Michel Couvreur, originally from Belgium, ages Scotch Whisky in the heart of Burgundy (Bouze-Les- Beaune). In the 1950’s he arrived in Burgundy to make and market wine. He took frequent trips to England and Scotland where he sold his wine, but was particularly drawn to Scotland for the fabulous fishing and hunting. In 1964 he moved to Scotland where he became involved in the production process of whisky made from a selection of the most ancient strains of cereals and using extremely rare sherry casks.
The industry was changing in the whisky production and the old methods were being replaced by new cheaper ones. The old sherry casks traditionally used were replaced by steel or plastic so Michel returned to France in the 70’s to be nearer to where the sherry casks originate. He dug his own cellar in the hillsides of Bouze-les-Beaune, about midway between the Andalusian vineyards and the Scottish Highlands. His scotch matures there in these rare sherry casks; Pedro Ximenez and/or Palomino. The cellar is a 500-foot tunnel with galleries, kept humid by natural springs running through it.

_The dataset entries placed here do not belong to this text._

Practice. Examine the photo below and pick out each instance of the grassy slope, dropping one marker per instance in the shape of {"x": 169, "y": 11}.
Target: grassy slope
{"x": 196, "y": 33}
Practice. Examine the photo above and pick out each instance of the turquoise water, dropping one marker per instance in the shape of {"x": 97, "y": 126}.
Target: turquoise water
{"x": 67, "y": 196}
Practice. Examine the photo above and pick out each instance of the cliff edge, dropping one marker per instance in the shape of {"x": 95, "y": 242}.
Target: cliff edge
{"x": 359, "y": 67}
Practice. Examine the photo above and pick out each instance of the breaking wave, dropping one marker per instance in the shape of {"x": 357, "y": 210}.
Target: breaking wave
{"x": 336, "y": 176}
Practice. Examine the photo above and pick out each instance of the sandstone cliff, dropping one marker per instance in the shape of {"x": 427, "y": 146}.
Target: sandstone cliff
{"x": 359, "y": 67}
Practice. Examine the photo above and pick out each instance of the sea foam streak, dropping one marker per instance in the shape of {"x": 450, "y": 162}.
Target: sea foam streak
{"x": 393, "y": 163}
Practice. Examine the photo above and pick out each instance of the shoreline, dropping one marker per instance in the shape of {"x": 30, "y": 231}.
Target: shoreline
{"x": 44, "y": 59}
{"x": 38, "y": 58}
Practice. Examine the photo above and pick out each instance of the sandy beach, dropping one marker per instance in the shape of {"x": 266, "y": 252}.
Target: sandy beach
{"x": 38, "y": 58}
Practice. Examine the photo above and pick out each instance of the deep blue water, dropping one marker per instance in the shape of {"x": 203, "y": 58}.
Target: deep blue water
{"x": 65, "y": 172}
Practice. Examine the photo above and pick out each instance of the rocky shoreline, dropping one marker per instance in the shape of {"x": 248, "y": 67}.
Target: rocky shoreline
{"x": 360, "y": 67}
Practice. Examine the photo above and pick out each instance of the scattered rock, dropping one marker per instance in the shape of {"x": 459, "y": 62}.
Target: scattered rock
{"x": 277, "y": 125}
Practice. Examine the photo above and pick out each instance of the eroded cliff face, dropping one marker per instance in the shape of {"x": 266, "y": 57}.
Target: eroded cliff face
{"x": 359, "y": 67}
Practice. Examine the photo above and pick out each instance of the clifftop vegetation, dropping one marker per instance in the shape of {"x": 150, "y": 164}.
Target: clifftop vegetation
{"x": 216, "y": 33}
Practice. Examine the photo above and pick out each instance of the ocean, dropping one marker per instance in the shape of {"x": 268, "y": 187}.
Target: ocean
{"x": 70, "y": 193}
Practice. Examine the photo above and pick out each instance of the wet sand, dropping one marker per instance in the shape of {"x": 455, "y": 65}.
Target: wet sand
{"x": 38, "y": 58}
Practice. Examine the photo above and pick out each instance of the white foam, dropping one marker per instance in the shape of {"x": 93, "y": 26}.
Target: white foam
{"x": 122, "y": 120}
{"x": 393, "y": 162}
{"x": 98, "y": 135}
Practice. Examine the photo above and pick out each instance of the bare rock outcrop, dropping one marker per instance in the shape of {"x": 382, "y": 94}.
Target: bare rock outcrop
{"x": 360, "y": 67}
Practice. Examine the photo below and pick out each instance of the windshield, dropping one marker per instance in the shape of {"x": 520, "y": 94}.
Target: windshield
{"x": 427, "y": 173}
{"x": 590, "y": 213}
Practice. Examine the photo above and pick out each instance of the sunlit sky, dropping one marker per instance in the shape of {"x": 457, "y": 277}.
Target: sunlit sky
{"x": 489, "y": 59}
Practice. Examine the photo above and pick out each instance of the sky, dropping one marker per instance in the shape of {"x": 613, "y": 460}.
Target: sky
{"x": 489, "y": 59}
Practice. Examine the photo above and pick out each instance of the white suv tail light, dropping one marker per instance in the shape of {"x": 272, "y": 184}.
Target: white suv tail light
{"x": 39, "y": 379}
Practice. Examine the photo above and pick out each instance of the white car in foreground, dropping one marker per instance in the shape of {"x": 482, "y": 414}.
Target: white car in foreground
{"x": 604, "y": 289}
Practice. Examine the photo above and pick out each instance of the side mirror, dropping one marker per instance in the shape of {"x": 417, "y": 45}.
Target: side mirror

A small room far from any light called ‘the paradise’ shelters some rare, old and elegant nectar, carefully kept in sealed demijohns. The very humid cellar is the main factor behind the fast alcoholic reduction of the whiskies in their casks. The very fragrant floral and fruity aromas can therefore develop ideally and give Couvreur’s whiskies indeed a rare freshness while they age twice as fast.